Then to use it for stego just take your headerless ciphertext and decompress it. Tada: you get model output. To decode the stego just compress it. Assuming everything was built right and that your ciphertext is uniform, the output should be indistinguishable from the model just sampling using an RNG.
As a bonus, you don't even have a stego tool on your computer you just have a particularly carefully constructed text compressor and decompressor that is perfectly usable (and even state of the art in compression rate, given a big enough model) for the compression application.
Now AI has done this for us. I suppose that under authoritarian regimes you will soon have to cryptographically prove that you generated your random bits deterministically from specific keys.
I guess that's sarcasm but I don't really get it.
Just in case you mean it, that doesn't seem even remotely technically doable to me. And even if you managed to make people generate all randomness from a fixed PRNG with key escrow, you would have to check what they did with that randomness. If you're willing to go that far, the obvious way to go is to just ban the internet completely (and perhaps also people talking to each other).
But I don't see how these can be effectively used in text content. Yes, an AI program can encode provenance identifiers by length of words, starting letters of sentences, use of specific suffixes, and other linguistic constructs.

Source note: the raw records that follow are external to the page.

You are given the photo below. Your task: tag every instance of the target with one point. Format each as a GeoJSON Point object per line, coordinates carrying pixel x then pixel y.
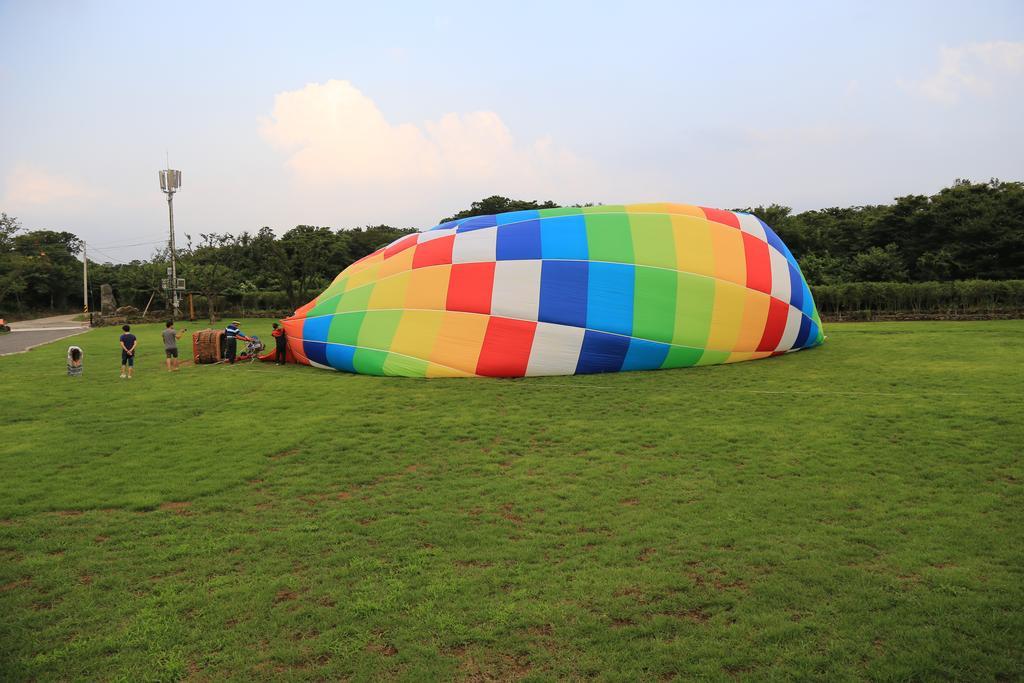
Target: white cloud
{"type": "Point", "coordinates": [336, 134]}
{"type": "Point", "coordinates": [978, 69]}
{"type": "Point", "coordinates": [31, 185]}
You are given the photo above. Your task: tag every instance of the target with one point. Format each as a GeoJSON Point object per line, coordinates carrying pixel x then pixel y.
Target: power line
{"type": "Point", "coordinates": [135, 244]}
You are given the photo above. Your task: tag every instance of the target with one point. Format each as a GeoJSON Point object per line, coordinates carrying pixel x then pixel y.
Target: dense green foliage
{"type": "Point", "coordinates": [957, 297]}
{"type": "Point", "coordinates": [967, 231]}
{"type": "Point", "coordinates": [852, 512]}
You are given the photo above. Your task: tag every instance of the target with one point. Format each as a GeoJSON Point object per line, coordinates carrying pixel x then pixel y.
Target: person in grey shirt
{"type": "Point", "coordinates": [171, 337]}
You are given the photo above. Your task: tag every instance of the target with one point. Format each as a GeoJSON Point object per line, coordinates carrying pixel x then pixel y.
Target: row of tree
{"type": "Point", "coordinates": [966, 231]}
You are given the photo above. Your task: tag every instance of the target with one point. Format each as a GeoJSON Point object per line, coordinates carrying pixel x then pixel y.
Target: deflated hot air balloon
{"type": "Point", "coordinates": [563, 292]}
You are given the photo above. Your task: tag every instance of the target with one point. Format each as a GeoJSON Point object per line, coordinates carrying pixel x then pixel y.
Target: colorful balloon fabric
{"type": "Point", "coordinates": [563, 292]}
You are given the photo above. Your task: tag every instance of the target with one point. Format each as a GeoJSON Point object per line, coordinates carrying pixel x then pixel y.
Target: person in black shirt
{"type": "Point", "coordinates": [128, 344]}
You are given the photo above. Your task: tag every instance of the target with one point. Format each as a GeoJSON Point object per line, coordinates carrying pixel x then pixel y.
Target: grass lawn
{"type": "Point", "coordinates": [849, 512]}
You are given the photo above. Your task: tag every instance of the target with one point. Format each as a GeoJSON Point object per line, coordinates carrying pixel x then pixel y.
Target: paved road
{"type": "Point", "coordinates": [28, 334]}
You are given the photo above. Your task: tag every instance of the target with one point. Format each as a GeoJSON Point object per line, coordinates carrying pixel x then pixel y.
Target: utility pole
{"type": "Point", "coordinates": [170, 181]}
{"type": "Point", "coordinates": [85, 281]}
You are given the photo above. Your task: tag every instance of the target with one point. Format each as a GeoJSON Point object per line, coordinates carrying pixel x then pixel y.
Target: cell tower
{"type": "Point", "coordinates": [170, 181]}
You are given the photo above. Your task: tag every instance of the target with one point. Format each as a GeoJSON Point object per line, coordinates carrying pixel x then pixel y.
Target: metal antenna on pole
{"type": "Point", "coordinates": [170, 181]}
{"type": "Point", "coordinates": [85, 280]}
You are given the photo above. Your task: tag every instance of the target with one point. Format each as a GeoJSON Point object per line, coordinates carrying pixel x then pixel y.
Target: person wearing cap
{"type": "Point", "coordinates": [231, 334]}
{"type": "Point", "coordinates": [281, 345]}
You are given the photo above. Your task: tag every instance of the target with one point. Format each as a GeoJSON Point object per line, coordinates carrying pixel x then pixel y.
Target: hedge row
{"type": "Point", "coordinates": [967, 296]}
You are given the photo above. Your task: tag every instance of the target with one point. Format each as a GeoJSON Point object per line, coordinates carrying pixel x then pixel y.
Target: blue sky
{"type": "Point", "coordinates": [348, 114]}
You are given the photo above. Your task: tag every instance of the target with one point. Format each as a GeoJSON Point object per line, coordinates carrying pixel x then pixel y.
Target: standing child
{"type": "Point", "coordinates": [281, 344]}
{"type": "Point", "coordinates": [231, 334]}
{"type": "Point", "coordinates": [74, 361]}
{"type": "Point", "coordinates": [128, 344]}
{"type": "Point", "coordinates": [171, 337]}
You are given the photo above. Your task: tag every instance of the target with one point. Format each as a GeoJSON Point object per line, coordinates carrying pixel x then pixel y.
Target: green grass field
{"type": "Point", "coordinates": [850, 512]}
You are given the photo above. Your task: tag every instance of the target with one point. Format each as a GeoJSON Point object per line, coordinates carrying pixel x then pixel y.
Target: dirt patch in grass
{"type": "Point", "coordinates": [696, 614]}
{"type": "Point", "coordinates": [486, 668]}
{"type": "Point", "coordinates": [15, 584]}
{"type": "Point", "coordinates": [179, 508]}
{"type": "Point", "coordinates": [382, 648]}
{"type": "Point", "coordinates": [511, 516]}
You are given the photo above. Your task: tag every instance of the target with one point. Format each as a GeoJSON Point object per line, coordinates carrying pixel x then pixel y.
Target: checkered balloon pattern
{"type": "Point", "coordinates": [563, 292]}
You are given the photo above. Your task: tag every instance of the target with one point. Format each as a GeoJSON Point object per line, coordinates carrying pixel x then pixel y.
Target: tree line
{"type": "Point", "coordinates": [970, 230]}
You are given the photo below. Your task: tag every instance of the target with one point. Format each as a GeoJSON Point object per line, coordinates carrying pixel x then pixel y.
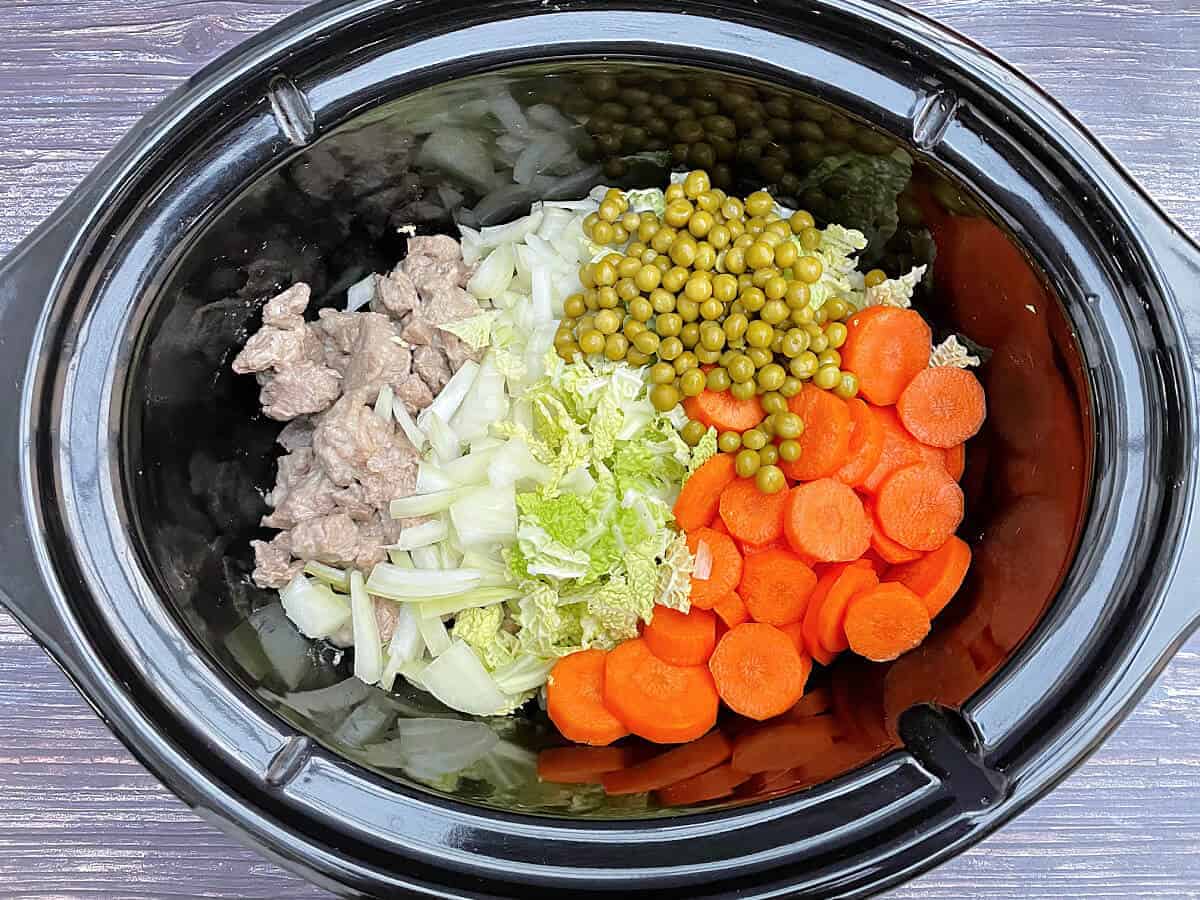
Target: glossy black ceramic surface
{"type": "Point", "coordinates": [132, 483]}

However, say that I am a student with an AI-generated essay and want to make sure my essay passes the professor's plagiarism checker. Isn't it pretty easy to re-order clauses, substitute synonyms, and add new content? In fact, I think there is even a Chrome extension that does something like that.
Or maybe that is too much work for the lazy student who wants to completely rely on ChatGTP or doesn't know any better.
I'm confused why you focus on plagiarism detection. That being said, your scenario is very briefly mentioned in the conclusion and requires augmenting the approach (entropy coding) with error correction.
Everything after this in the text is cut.